How does the relationship between pressure and boiling point in the brake fluid work to cause overheating to catastrophically reduce performance?
My (naïve, empirically clearly flawed in some way) expectation would have been that, while gasses are compressible and liquids are not, pressures high enough to cause compressed gas to have lower volume than the liquid that boiled off to produce it would cause the gas to condense back to liquid; while temperatures high enough to overcome pressure and keep some amount of liquid boiled off and in a less dense gas state would increase pressure in the system and, if anything, cause the brakes to go into runaway braking rather than stop braking.
Am I misjudging the viability of a point on the phase diagram where the gas is more dense than the liquid that produced it; misunderstanding how pressure is distributed in a brake system; or focused on the wrong area and the actual problem is chemical degradation or the hydraulic system being fluid-tight but leaking gasses or some other issue?
The main problem would be where to dump the energy. I doubt the battery would like the charging amperage needed for heavy braking, and any big ass resistor would heat up just like physical brakes.
If only there were some kind of coil that could turn the energy into electrical discharges…
I’m still blown away that a Tesla Model S Plaid, a car that starts at $130k and is marketed specifically as being a high performance track monster, has DOT3 fluid. My freaking Subaru WRX was well over 4x cheaper, has normal steel brakes (no exotic carbon ceramic brakes like a Plaid), and still uses DOT4 fluid FFS. Seems like a really dumb cost saving measure on the part of Tesla.
First off, I’m surprised that Tesla didn’t use Dot 4 or better from the factory. Secondly, if you don’t know the proper way to do something, take it to someone who does. Clearly, he had the money to buy expensive brake components, but not enough sense to buy a cheap bottle of brake fluid! I converted my Mk1 VW GTi to 4 wheel disc and larger front rotors, AND CHANGED TO SILICONE BRAKE FLUID! And I didn’t run it at anywhere close to those speeds. Thanks to factory gear ratios, it was limited by RPM to about 130, but never experienced any braking issues. Before you make your car go fast, make sure it stops fast.

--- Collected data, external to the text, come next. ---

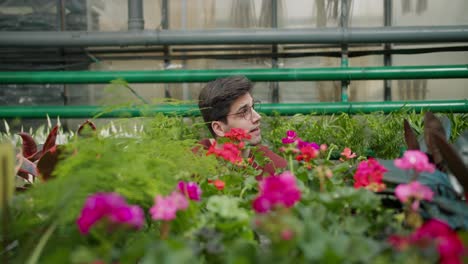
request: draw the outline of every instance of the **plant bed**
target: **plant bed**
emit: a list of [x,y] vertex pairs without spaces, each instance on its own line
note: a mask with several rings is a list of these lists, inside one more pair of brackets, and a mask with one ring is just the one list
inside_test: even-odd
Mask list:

Wait, so someone obsessed with fast cars (who, let’s be honest, only owns a Tesla Plaid because the 0-60 time is super fast, he’s a total petrolhead otherwise) is way worse at driving than he thinks? And makes dumb mistakes when modifying his vehicle? You don’t say!
I do not understand this preoccupation with traversing flat sections of pavement at high speeds. I stopped playing with Matchbox cars several decades ago.
All hydraulic brakes are automatically adjusting. They have a fluid reservoir near the master cylinder that is open to the brake line when the brakes are released. This acts as a pressure relief/extra fluid reservoir to deal with things like thermal expansion and contraction of the brake fluid and lines, as well as well as wear of the pads and rotors. So if the brake fluid heats to the point of boiling, next time you release the brakes, the gas is going to push some fluid back into the reservoir to equalize the pressure, and now you have less fluid in the actual brake lines since some is replaced by vapor. Next time you press on the brakes you will be compressing the vapor rather than the calipers.
The brake system has a valve that lets excess fluid back into the reservoir on the release stroke. The boiling fluid has a lot more volume than liquid fluid has, so that valve gets opened and your fluid goes bye-bye.